Stärken des Landes im IT-Bereich werden weiter ausgebaut

"Die Stärken Baden-Württembergs auf dem Gebiet der Informations- und Kommunikationstechnologie weiter zu fördern und in wirtschaftliche Erfolge umzusetzen, ist das Ziel der von der Landesregierung betriebenen Medienpolitik. Wir sind eines der Kernländer der Hochtechnologie in Europa. Um diese Position zu behaupten und weiter auszubauen, ist es wichtig, dass Wirtschaft und Politik eng zusammenarbeiten. Dem dient zum Beispiel das Bits-Forum Baden-Württemberg, in dem 70 Experten aus Wirtschaft, Wissenschaft und Politik eng vernetzt über eine stabile und nachhaltige Standortentwicklung beraten." Dies erklärte Wolfgang Fröhlich, Amtschef des Ministeriums für Wissenschaft, Forschung und Kunst, am 29. Oktober in Stuttgart zur Verleihung der doIT Software Awards 2004.

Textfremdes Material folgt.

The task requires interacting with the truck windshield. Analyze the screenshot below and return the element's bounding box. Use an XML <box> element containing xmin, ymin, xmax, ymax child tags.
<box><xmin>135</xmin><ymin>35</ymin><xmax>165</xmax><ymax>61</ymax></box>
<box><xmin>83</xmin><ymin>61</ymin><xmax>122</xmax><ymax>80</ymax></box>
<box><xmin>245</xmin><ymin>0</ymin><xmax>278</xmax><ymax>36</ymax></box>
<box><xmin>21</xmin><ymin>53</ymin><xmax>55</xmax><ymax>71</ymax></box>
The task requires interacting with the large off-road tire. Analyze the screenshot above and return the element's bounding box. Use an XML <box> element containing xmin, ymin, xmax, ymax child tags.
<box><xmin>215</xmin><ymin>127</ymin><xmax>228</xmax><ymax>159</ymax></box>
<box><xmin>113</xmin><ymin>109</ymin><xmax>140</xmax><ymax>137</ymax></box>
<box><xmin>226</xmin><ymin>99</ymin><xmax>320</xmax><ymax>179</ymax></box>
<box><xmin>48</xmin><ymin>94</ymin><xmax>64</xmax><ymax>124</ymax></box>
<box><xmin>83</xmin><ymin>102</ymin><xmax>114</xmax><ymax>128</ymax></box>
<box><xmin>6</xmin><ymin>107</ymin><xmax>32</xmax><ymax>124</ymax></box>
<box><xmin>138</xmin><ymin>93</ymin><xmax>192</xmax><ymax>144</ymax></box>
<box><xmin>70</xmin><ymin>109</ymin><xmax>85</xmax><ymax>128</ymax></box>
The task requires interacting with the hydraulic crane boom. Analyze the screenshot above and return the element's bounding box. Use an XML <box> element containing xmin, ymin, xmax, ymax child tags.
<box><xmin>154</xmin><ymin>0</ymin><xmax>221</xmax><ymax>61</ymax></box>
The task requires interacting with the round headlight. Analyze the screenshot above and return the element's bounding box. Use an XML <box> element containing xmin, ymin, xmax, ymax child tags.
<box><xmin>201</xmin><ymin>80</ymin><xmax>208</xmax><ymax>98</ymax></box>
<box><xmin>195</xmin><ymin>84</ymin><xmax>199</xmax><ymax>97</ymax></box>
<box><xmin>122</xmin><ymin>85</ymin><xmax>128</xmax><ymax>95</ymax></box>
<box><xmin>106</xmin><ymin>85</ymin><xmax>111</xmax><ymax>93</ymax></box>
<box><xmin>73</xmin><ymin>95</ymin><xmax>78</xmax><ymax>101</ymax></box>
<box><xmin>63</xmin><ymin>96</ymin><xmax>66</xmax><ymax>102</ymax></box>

29.10.2004 Baden-Württemberg Pressemeldung Ministerium für Wissenschaft, Forschung und Kunst Baden-Württemberg

Der doIT-Software-Forschungstag 2004, in dessen Rahmen die Preisverleihung stattfand, dokumentiert und fördert zugleich die Bemühungen des Landes, den Transfer zwischen Hochschulen und Forschungseinrichtungen und der Wirtschaft in Sachen Informationstechnologie voranzutreiben. Wie wichtig Informationstechnik und Medien für das Land seien, belege die Tatsache, dass die Landesregierung in dieser Legislaturperiode 430 Mio. Euro in diesen Bereich investiert, so Fröhlich. "Nicht zuletzt dient dies der informationswissenschaftlichen Forschung im Lande. Die Informatikfakultäten und -fachbereiche unserer Hochschulen leisten in der Forschung schon bisher gute bis ausgezeichnete Arbeit, wie eine große angelegte Querschnittsevaluation der Informationswissenschaften erwiesen hat."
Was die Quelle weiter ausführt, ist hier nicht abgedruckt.